Not the problem in this case (see spoiler at end of my message) but it does occur to me a lot. Sometimes I just drop the idea, sometimes I recycle it somewhere else, and sometimes it starts a new subplot, which is something I won't do anymore in the future because my story is going out of hands with subplots 
Ah yes, true, I'm never entirely happy, and know I will never be regardless of how much I may improve in the future. I only judge the quality of a page relatively to other recent pages, I suppose that's the safest, and the fairest.
Good to know!
I think I'll finish this section, get one or two people to check it, and if there is nothing shocking to them, I'll work toward the 'accepting below average pages' solution 
More info on problem for those who'd be interested:
Spoiler
So the scene I have problem with is a funeral scene. Very, very simple funeral, just a pyre and 2 (living) characters, the dead person and a semi-materialized manifestation of a goddess.

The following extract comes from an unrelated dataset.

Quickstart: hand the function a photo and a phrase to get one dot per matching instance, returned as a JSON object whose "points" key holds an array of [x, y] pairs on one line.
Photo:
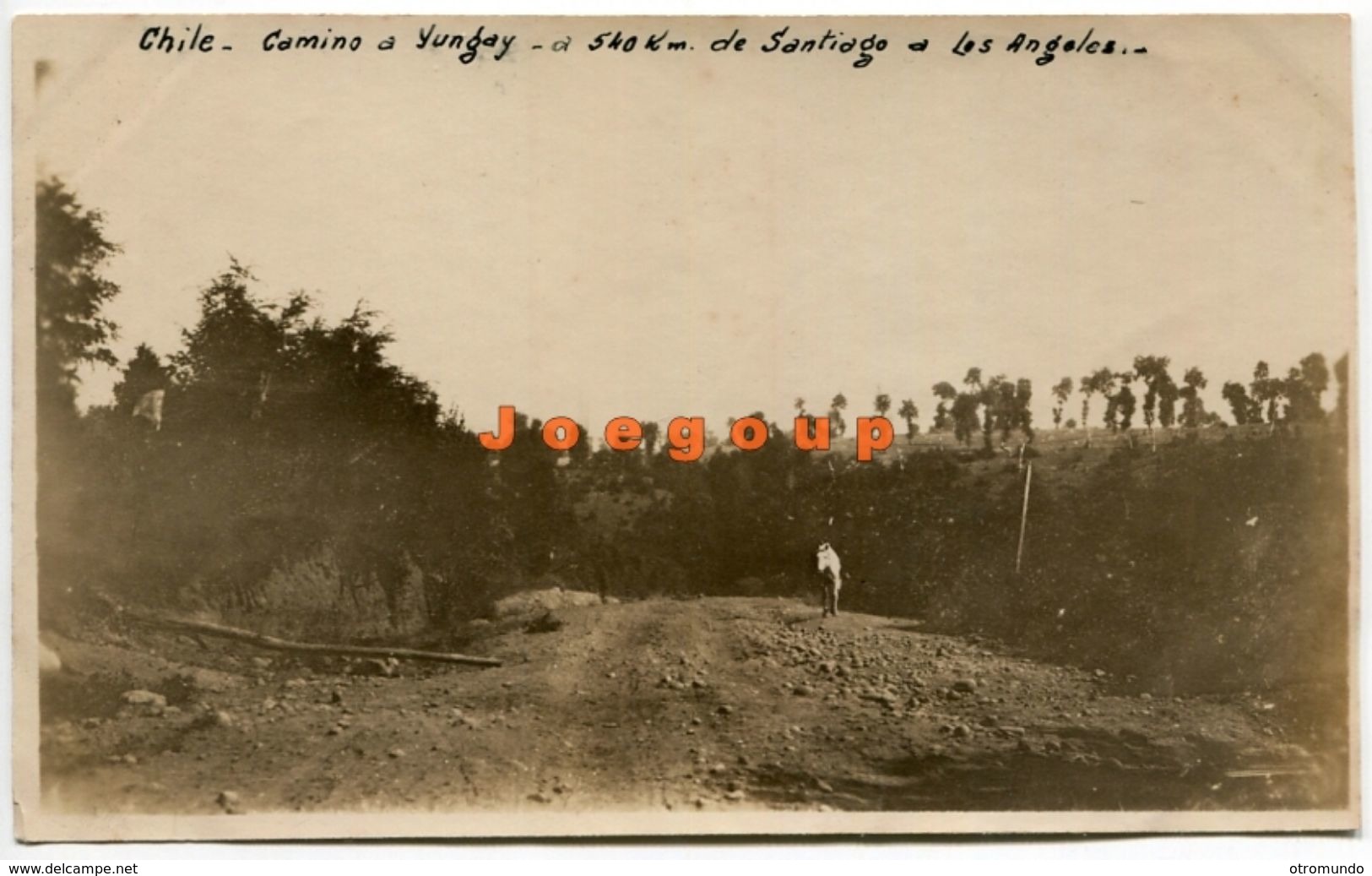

The scene is important for the plot, but not really more than any other scene (it's a very contemplative comic with many subplots, no scene is immensely more important than the previous one). However, I had my main characters preparing for the funeral at the end of chapter one, and jumping directly to events happening after the funeral would require changing things in the next 30 pages or so, to reintroduce in a different way all the info supposed to be given during the funeral, which I'm not ready to do.
Now, the whole funeral scene is about 10 pages long, but I only have a problem for the 2-3 last pages with the manifestation of the goddess. All the info is there, but it looks very underwhelming. To give an idea of the ambiance I'd like: before being a comic, I wrote that story for a musical project, and that scene was supposed to be an instrumental piece with sarangi as the main instrument, with this kind of ambiance : https://www.youtube.com/watch?v=2gi6aG6DDMY (starting at 0:19. Obviously NOT my composition, but similar ambiance).
It's VERY emotional and spiritual music to me, which worked great to evoke vividly a divinity presence, and I can't even start to obtain something similar in drawing, I know it's partially due to the fact my drawing skills are pretty low at this time, but I felt I did better in conveying specific ambiances in other pages, so I'm a bit disappointed I can't get something I like for this scene. (For eg. just before the appearance of the goddess I have a panel with a completely ablaze pyre that I know have many mistakes, but I love it and it sets just the right ambiance).
As I'm writing I'm wondering if the problem is that I set too high standards to myself for these few pages; then getting them read by someone else would be very essential as they could tell me if they see the quality dropping between the page I like very much and the next pages.. Maybe I'm creating problems that don't exist?